An Ontario judge has denied Jenny and Rock-Anthony Coco’s demand for $40-million from the waste management company that bought their family business, forcing the siblings to wait for another lawsuit tied to a luxury condo project in Toronto to be resolved.
GFL Environmental Inc. and a sister company, Green Infrastructure Partners, signed a deal to buy the Coco family’s Coco Paving Inc. in December, 2021, for an undisclosed amount. Two months before the transaction was set to close, GFL learned that Ms. Coco had pledged the paving company as collateral to secure a large construction loan for her condo project, The One, with developer Sam Mizrahi.
Worried about the legal liability, GFL and GIP negotiated to hold back $80-million of the Coco Paving purchase price but agreed to release it in two stages: $40-million, plus accumulated interest, after the purchase’s first anniversary; and the remaining $40-million, plus accumulated interest, after the second anniversary – provided the potential liability had been resolved.
However, less than a month after takeover closed in April, 2022, one of The One’s lead lenders, China-East Resources Import & Export Co., or CERIECO, a state-owned Chinese enterprise, alleged that its loan was in default and sued.

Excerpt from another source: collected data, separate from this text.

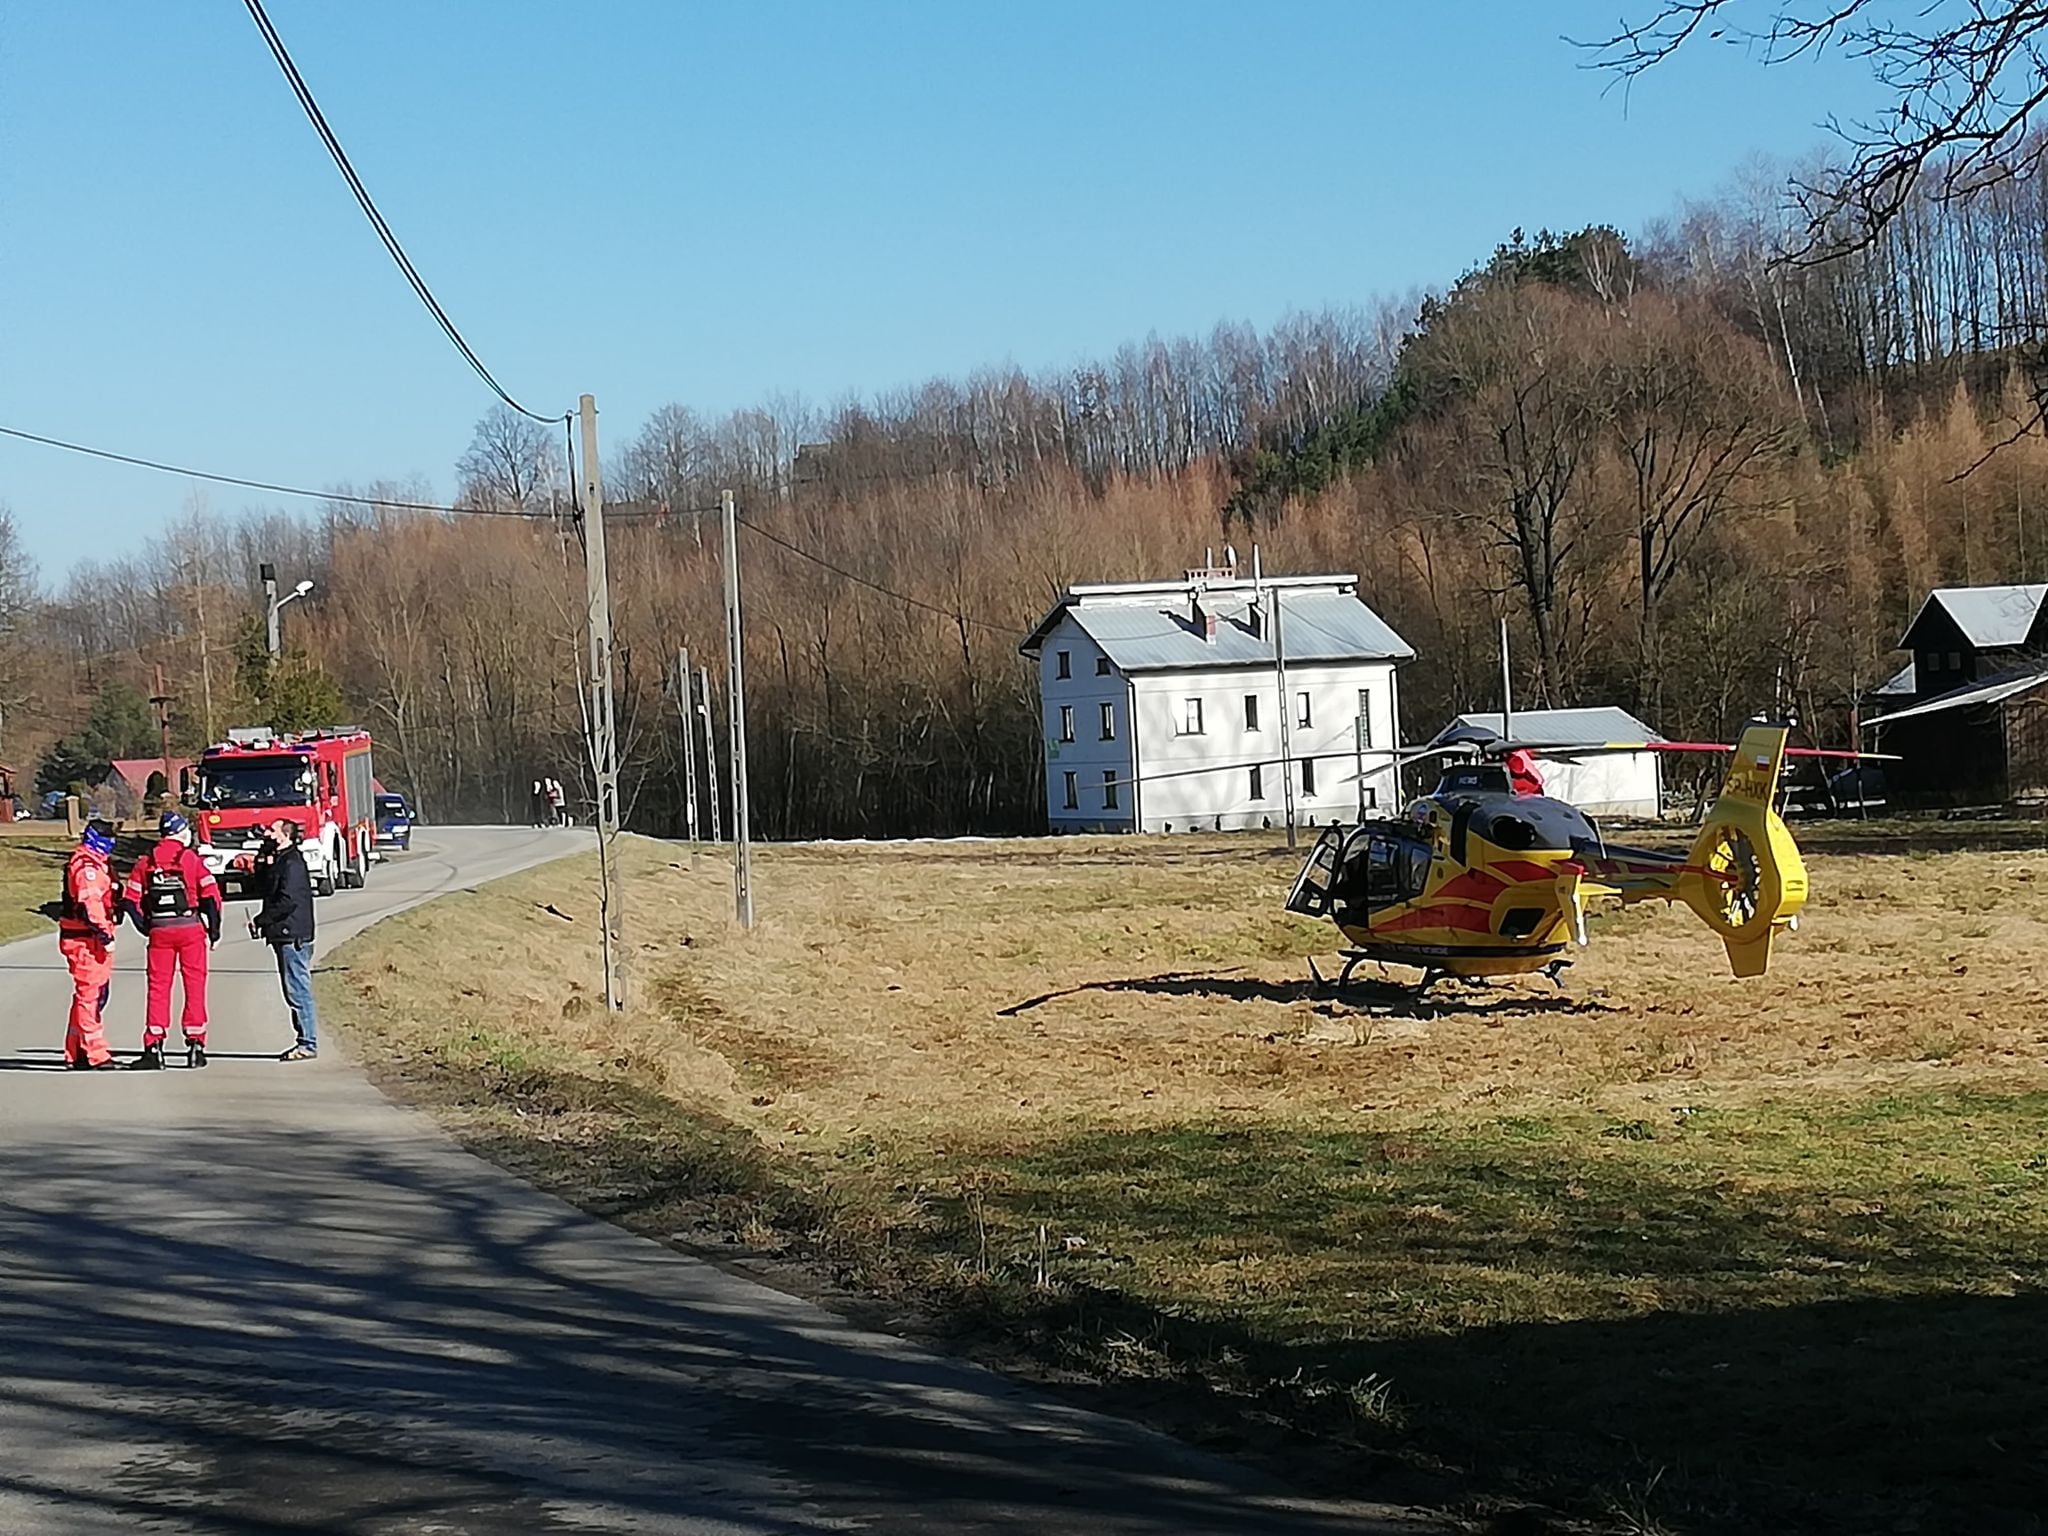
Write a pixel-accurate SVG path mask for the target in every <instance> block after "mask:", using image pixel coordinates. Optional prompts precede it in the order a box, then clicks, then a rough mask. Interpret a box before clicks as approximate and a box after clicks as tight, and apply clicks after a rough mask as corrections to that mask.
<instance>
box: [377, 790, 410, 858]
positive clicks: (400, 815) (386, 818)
mask: <svg viewBox="0 0 2048 1536" xmlns="http://www.w3.org/2000/svg"><path fill="white" fill-rule="evenodd" d="M375 846H377V850H379V852H383V850H387V848H395V850H399V852H401V854H406V852H412V807H410V805H408V803H406V797H403V795H379V797H377V842H375Z"/></svg>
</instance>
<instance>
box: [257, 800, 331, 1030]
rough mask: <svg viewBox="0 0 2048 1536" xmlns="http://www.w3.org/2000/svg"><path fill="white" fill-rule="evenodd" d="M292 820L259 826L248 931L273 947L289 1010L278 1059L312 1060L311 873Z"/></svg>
mask: <svg viewBox="0 0 2048 1536" xmlns="http://www.w3.org/2000/svg"><path fill="white" fill-rule="evenodd" d="M303 836H305V831H303V829H301V827H299V823H297V821H272V823H270V825H268V827H264V846H262V850H260V852H258V854H256V889H258V891H262V907H260V909H258V911H256V915H254V918H250V934H252V936H256V938H260V940H262V942H264V944H268V946H270V948H272V950H276V979H279V985H281V987H283V991H285V1008H289V1010H291V1032H293V1036H295V1038H293V1047H291V1051H287V1053H285V1055H283V1057H279V1061H311V1059H313V1057H317V1055H319V1020H317V1018H315V1016H313V877H311V872H307V868H305V854H303V852H299V840H301V838H303Z"/></svg>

Because the lawsuit was not resolved by the first anniversary of the Coco Paving purchase, GFL and GIP did not release the first $40-million from the liability fund. The Coco family then sued in July, 2023, arguing it had negotiated a release of their paving company’s guarantee for the condo project.
The siblings also alleged GFL and GIP had not met certain technical conditions, such as giving enough notice of holding back the first $40-million payment.
This week, Justice Peter J. Osborne of the Ontario Superior Court dismissed the Coco family’s lawsuit in its entirety, allowing GFL and GIP to keep the entire $80-million in what is formally known as escrow.
“The entire indemnity escrow amount should remain available to respond to the exposure in the CERIECO proceeding. That entire amount is itself less than half of the exposure on the CERIECO Guarantee as claimed,” he wrote in his ruling.
In total, CERIECO lent $213-million to The One, and the project is now in receivership.
The judge also challenged the Coco family’s reasoning for suing in the first place. In the ruling, he noted the Cocos never disclosed the loan guarantee in the first place, and then said their argument that the only way they could have known about CERIECO’s lawsuit was through GFL or GIP was “somewhat artificial at its core.”
As for whether the Coco family ever released itself and Coco Paving from guarantee to The One, the judge noted it is the basis of another lawsuit, and “all of that is for another day.”
Under the Coco Paving purchase agreement, if the legal liability fund is depleted, any additional damages must be paid by the Coco family. CERIECO’s allegations have not been proven in court.
The Coco family is currently involved in multiple interconnected lawsuits, and a common feature of these court battles is their joint-ownership of private debt manager Bridging Finance Inc. At its peak, Bridging managed $2.09-billion on behalf of 26,000 investors, but it collapsed in 2021 and is now under the control of a court-appointed receiver. In May, 2023, the receiver and a senior creditor sued the Cocos for their alleged roles in Bridging’s demise.
Ms. Coco is also involved in multiple lawsuits tied to The One’s development in Toronto’s upscale Yorkville neighbourhood. Ms. Coco is a co-owner of the project with Mr. Mizrahi.
The Coco family’s lawyers did not respond to a request for comment.